TALLAHASSEE — An act expanding insurance coverage for kidney transplants that’s named for retired Miami Heat basketball star Alonzo Mourning is among 28 new laws going into effect today.
Some of the others will give state and local law enforcement officers the power to arrest people for human smuggling, crack down on the sale of stolen gold jewelry and require children under 16 to wear helmets while horseback riding.
Mourning, himself a kidney transplant recipient, met with lawmakers and Gov. Charlie Crist in April to seek their support for the legislation.
He returned to the capital city in June to watch Crist sign the Alonzo Mourning Access to Care Act into law at a Tallahassee dialysis center.
“You should not have to exhaust your assets in order to cater to your health care,” Mourning said at the signing ceremony.
The new law will let patients with end-stage renal disease and other disabilities obtain Medigap insurance if they already qualify for Medicare. That will count as the second of two coverages needed to get on a waiting list for a kidney transplant.
The new law is expected to make 11,050 end-stage renal disease patients and 200,000 patients with other disabilities eligible for Medigap — private insurance that picks up expenses not covered by Medicare — including 2,000 who then would become eligible for transplants.

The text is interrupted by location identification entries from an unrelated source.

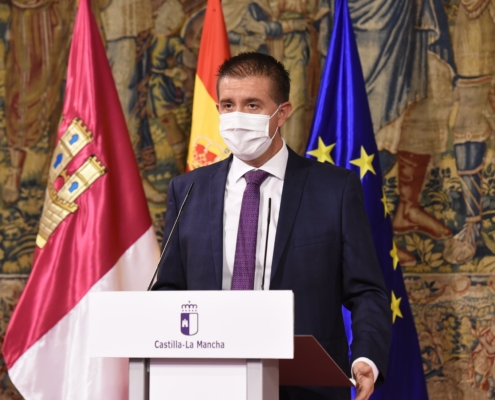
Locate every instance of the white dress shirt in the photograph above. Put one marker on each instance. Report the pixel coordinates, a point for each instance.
(234, 191)
(270, 188)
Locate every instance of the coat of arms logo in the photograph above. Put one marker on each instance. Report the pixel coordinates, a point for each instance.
(189, 319)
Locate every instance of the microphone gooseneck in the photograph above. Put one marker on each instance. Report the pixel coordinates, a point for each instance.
(170, 235)
(266, 242)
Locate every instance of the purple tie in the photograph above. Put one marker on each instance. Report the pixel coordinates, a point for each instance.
(245, 251)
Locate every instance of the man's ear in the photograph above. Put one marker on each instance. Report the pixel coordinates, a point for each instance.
(283, 113)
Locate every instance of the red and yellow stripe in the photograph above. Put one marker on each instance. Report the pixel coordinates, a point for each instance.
(206, 146)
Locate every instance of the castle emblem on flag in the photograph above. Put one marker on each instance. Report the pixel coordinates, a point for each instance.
(60, 201)
(189, 319)
(206, 152)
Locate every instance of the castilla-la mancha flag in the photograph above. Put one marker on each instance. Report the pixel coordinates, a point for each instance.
(206, 146)
(95, 235)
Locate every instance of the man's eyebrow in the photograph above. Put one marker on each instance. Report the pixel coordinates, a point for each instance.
(253, 100)
(248, 100)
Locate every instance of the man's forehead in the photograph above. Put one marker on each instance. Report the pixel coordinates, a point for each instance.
(228, 81)
(251, 86)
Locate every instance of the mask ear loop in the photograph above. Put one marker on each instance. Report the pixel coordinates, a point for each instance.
(276, 111)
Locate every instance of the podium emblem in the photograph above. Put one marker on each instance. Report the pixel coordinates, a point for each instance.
(189, 319)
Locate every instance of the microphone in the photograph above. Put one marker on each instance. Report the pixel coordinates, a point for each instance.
(170, 235)
(266, 242)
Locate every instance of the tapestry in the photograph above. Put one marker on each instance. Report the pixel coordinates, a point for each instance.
(429, 67)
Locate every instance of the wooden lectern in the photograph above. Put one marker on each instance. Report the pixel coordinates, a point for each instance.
(218, 345)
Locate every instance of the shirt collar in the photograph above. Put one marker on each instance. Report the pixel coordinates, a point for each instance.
(275, 166)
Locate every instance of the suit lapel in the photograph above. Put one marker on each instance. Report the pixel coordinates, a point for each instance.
(216, 198)
(291, 197)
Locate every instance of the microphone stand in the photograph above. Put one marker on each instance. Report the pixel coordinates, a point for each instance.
(266, 243)
(170, 235)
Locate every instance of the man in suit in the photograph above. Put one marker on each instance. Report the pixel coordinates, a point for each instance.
(319, 241)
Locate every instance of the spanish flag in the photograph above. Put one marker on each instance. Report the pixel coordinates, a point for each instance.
(206, 146)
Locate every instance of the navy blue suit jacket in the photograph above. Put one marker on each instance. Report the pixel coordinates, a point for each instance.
(323, 252)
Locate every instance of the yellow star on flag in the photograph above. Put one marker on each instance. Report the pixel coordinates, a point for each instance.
(364, 163)
(385, 205)
(394, 255)
(322, 153)
(394, 306)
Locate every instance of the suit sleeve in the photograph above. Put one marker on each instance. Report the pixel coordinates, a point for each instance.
(171, 275)
(364, 292)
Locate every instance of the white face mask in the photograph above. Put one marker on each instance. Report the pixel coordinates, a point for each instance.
(246, 135)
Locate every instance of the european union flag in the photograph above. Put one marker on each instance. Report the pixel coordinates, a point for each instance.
(342, 134)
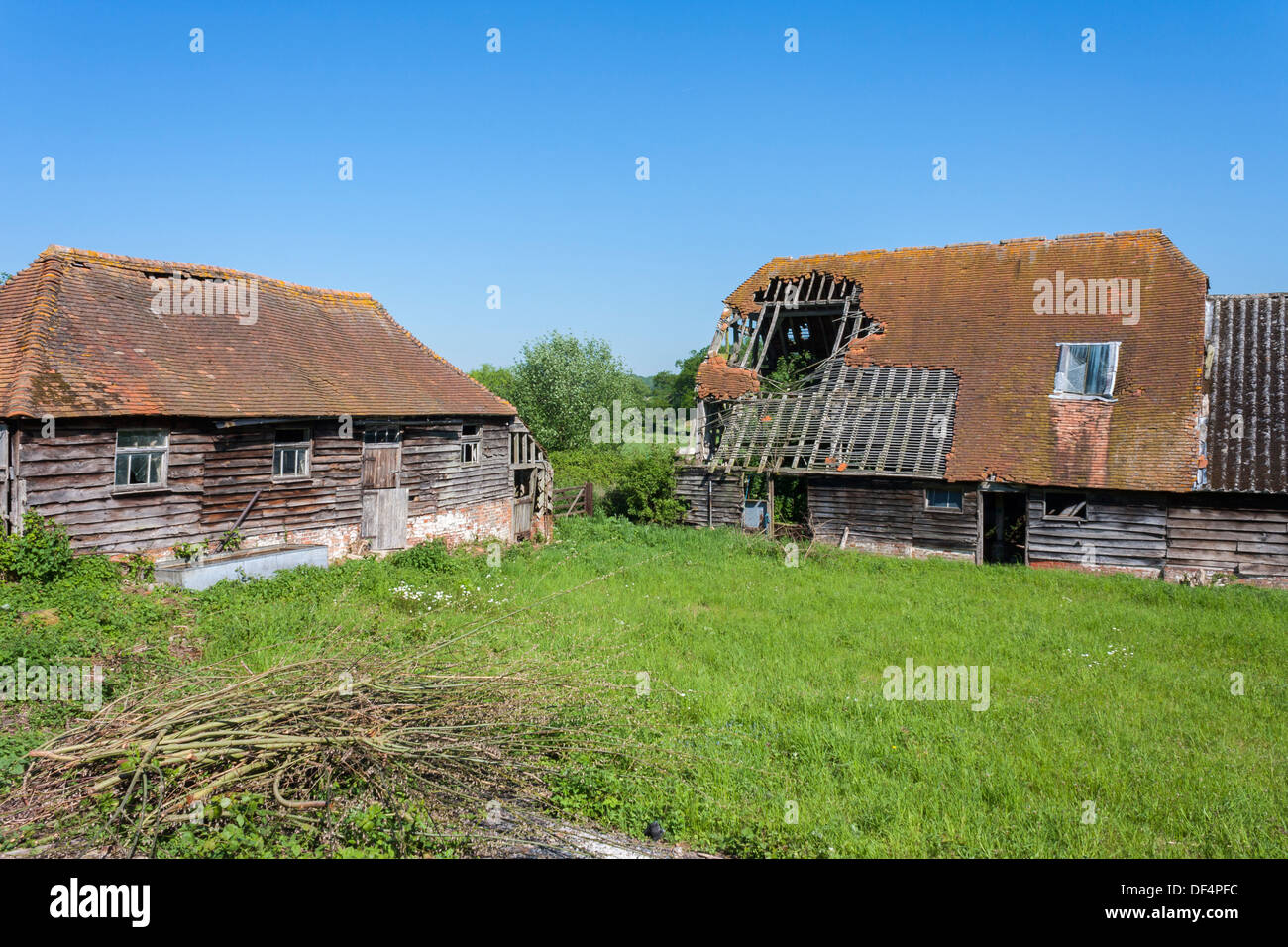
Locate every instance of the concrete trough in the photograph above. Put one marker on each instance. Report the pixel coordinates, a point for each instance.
(261, 562)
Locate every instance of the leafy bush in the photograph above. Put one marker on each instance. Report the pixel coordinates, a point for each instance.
(429, 557)
(42, 553)
(603, 466)
(645, 491)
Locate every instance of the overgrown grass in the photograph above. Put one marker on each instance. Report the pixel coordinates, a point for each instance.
(764, 686)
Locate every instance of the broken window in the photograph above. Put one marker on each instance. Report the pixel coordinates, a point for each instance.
(141, 458)
(1087, 368)
(1065, 505)
(469, 445)
(948, 500)
(381, 436)
(291, 449)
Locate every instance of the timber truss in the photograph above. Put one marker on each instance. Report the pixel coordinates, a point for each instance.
(894, 421)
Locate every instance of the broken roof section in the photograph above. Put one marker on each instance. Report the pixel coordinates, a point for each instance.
(876, 420)
(977, 309)
(80, 337)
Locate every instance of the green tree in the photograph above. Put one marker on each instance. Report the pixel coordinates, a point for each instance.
(496, 379)
(683, 382)
(559, 379)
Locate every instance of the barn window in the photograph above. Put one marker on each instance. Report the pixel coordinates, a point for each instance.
(1065, 505)
(1087, 369)
(947, 500)
(381, 436)
(141, 458)
(291, 450)
(471, 449)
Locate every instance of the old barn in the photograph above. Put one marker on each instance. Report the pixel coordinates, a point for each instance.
(1080, 401)
(147, 405)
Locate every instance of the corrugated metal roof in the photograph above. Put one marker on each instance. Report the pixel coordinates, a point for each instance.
(1247, 429)
(877, 420)
(78, 338)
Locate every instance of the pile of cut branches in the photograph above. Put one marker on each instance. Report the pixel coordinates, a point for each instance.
(309, 737)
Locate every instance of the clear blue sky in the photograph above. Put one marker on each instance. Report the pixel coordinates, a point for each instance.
(518, 169)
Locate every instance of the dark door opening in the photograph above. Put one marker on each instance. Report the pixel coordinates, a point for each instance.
(1006, 526)
(524, 495)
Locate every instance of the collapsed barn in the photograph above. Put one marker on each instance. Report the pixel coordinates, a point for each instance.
(307, 418)
(1080, 401)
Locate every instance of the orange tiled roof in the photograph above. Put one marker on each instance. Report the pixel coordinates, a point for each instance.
(970, 307)
(78, 338)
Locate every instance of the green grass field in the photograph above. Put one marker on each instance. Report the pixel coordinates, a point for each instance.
(764, 729)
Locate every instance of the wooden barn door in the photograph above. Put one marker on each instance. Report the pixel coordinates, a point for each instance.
(384, 501)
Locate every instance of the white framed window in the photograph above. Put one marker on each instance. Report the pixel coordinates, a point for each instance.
(292, 449)
(471, 451)
(381, 436)
(944, 500)
(142, 459)
(1086, 369)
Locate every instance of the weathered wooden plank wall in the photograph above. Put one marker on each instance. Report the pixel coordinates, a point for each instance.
(1243, 535)
(1120, 530)
(725, 496)
(890, 513)
(214, 472)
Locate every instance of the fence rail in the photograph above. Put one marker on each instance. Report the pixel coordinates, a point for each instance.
(575, 501)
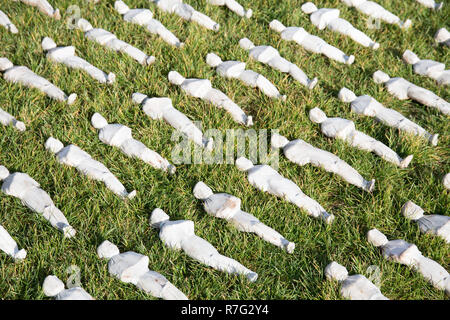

State and local law enforcement officers before today were powerless to arrest smugglers bringing illegal immigrants into Florida because there was no state law against it. If they ran across smugglers, all they could do was call for federal agents.
The new law sets a maximum penalty of a year in jail and a $1,000 fine.
Starting today, second-hand dealers that buy mail-in gold jewelry will have to photograph all items and provide the pictures as well as the name, address, phone number, e-mail address and driver’s license number of each seller to law enforcement officials.
Any person who allows a child to ride a horse on public roads without a helmet can be fined $500 under a new law named for Nicole Hornstein, a 12-year-old Palm Beach County girl who died in 2006 after being thrown from the saddle.
Another new law will cut some red tape and streamline procedures for business and professional people who are regulated by the state while expanding regulatory requirements in some areas. The law will eliminate the practical portion of the barbers’ exam and state testing for certified public accountants that duplicates a national exam.
It also will drop a requirement signatures to be notarized on all applications and renewals.
Other provisions will let the Florida Boxing Commission adopt safety standards for amateur mixed martial arts events, require talent agencies to provide certain records for state inspection on request and limit an exemption from real estate continuing education for lawyers only to those in good standing with the Florida Bar.
Regulation of surveyors and mappers will move from the Department of Business and Professional Regulation to the Department of Agriculture and Consumer Affairs.